(東京物語, directed by Yasujirō Ozu, 1953)
In Tokyo monogatari – Die Reise nach Tokyo greift Yasujirô Ozu hinein ins volle Menschenleben, und wo er es packt, da ist‘s interessant: Das gealterte Ehepaar Shūkichi (Chishū Ryū) und Tomi (Chieko Higashyiama) Hirayama tritt eine Reise aus seiner Heimat, dem ländlichen Onomichi, in das weit entfernte Tokyo an, um die erwachsenen Kinder und Enkelkinder zu besuchen. Nachdem die beiden von ihrer Familie freundlich in Empfang genommen wurden, werden sie ihrer Tochter Shige und ihrem Sohn Koichi allmählich lästig. Lediglich Noriko (Setsuko Hara), die Witwe des im Krieg gefallenen Sohnes Shoji, kümmert sich aufopfernd um den unerwünschten Besuch. Shige und Koichi schicken ihre Eltern schließlich nach Atami, einen Kurort, um das Rentnerpaar nicht umsorgen zu müssen. Dort fühlen sich Shūkichi und Tomi allerdings unwohl, da sie stets von feierwütigen jungen Leuten umgeben sind, und fassen daher den Entschluss, nachdem sie noch eine Nacht in Tokio verbracht haben, nach Onomichi zurückzukehren. Auf der Rückreise in ihren Heimatort erleidet Tomi einen völligen Zusammenbruch und Shūkichi bittet seine Kinder schließlich an das Sterbebett der Mutter…
Auch im finalen Teil seiner „Noriko- Trilogie“ widmet sich Ozu dem gesellschaftlichen Wandel seiner Zeit, dessen Auswirkungen sich im Alltagsleben einer bürgerlichen japanischen Familie manifestieren. Doch transportiert Tokyo monogatari keine skeptische, kritische Haltung in Bezug auf den Verlust von Tradition und das Entstehen neuer Werte, sondern entwickelt vielmehr eine stoische Akzeptanz gegenüber den sich verändernden (Lebens-) Bedingungen. Diese bewundernswerte, überlegene Gelassenheit, die Ozus wohl berühmtestes Werk entfaltet, entsteht vor allem durch die wunderbaren Bilder, die Ozus Stammkameramann Yūharu Atsuta komponiert- das meist aus der Untersicht gefilmte Geschehen wird durch nur wenige Schnitte unterbrochen und die Figuren agieren vor einem nahezu statischen Hintergrund. Die Aufnahmen von Personen (meist in Innenräumen) erwidert Ozu durch Außenaufnahmen, die ebenfalls völlig Gewöhnliches- Eisenbahnschienen, rauchende Industrieschlote, im Wind baumelnde Wäsche- zeigen.
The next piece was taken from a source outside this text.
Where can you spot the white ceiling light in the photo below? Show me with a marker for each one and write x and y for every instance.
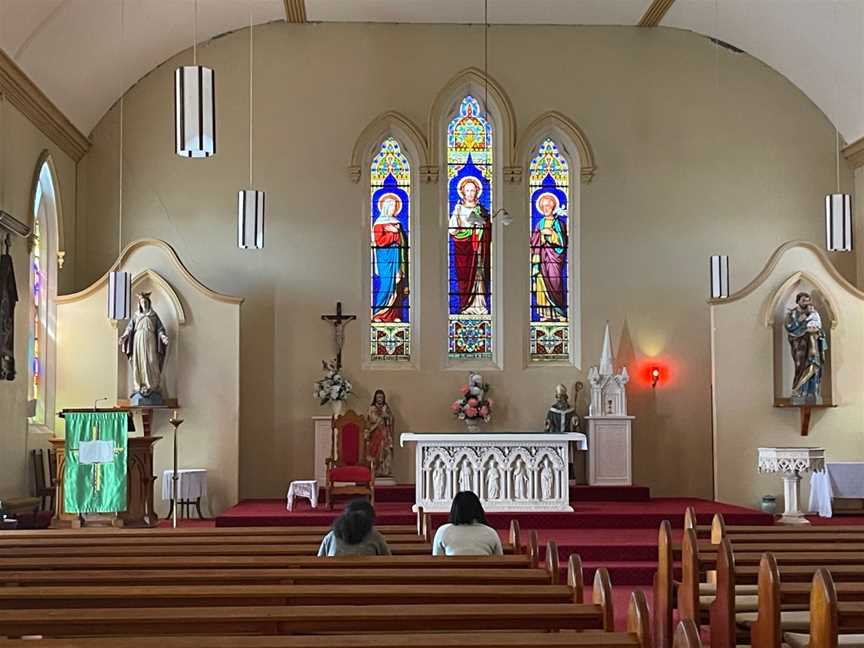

Doch auch auf der Ebene der Handlung zeigt Ozu in der Art und Weise des Umgangs der Eltern mit den Kindern, dass sich menschliche Größe in alltäglichen Situationen- etwa einem Wiedersehen der Familie- unter Beweis stellen lässt- mit einem wohlwollenden Lächeln überspielen Shūkichi und Tomi ihre Wehmut über die ihnen fremd gewordenen Kinder. Und auf das Gefühl des Fremd- und Verlorenseins in der japanischen Hauptstadt reagiert Tomi, indem sie im Zwiegespräch mit ihrem Mann bilanziert: „Tokio ist eine große Stadt. Wenn wir uns hier verlieren, finden wir uns nie wieder.“
Diese Weltsicht, die auch charakteristisch für die ersten beiden Teile der Trilogie ist- in Banshun- Später Frühling ist es sogar der verwitwete Vater selbst, der sich für ein Leben in Einsamkeit entscheidet, indem er seine Tochter dazu überredet, zu heiraten und in Bashukū- Weizenherbst muss eine Familie die Entscheidung ihrer Tochter bei der Wahl ihres zukünftigen Gatten, einen Mann, den sie liebt, einer „guten Partie“ vorzuziehen, akzeptieren- wird von Ozu in Tokyo monogatari auf herausragende Weise am Beispiel eines familiären Treffens verdichtet, weshalb man dieses Werk getrost als Quintessenz seines Schaffens betrachten kann.
Susan Sontag schreibt in ihrem berühmten Essay „Against Interpretation“: „Der höchste und befreiendste Wert in der Kunst- und in der Kritik- ist heute die Transparenz. Transparenz meint die Leuchtkraft des Gegenstandes selbst, der Dinge in ihrem Sosein. Darin liegt zum Beispiel die Größe der Filme Ozus.“ Gerade in Bezug auf Tokyo monogatari ist dem nichts hinzuzufügen.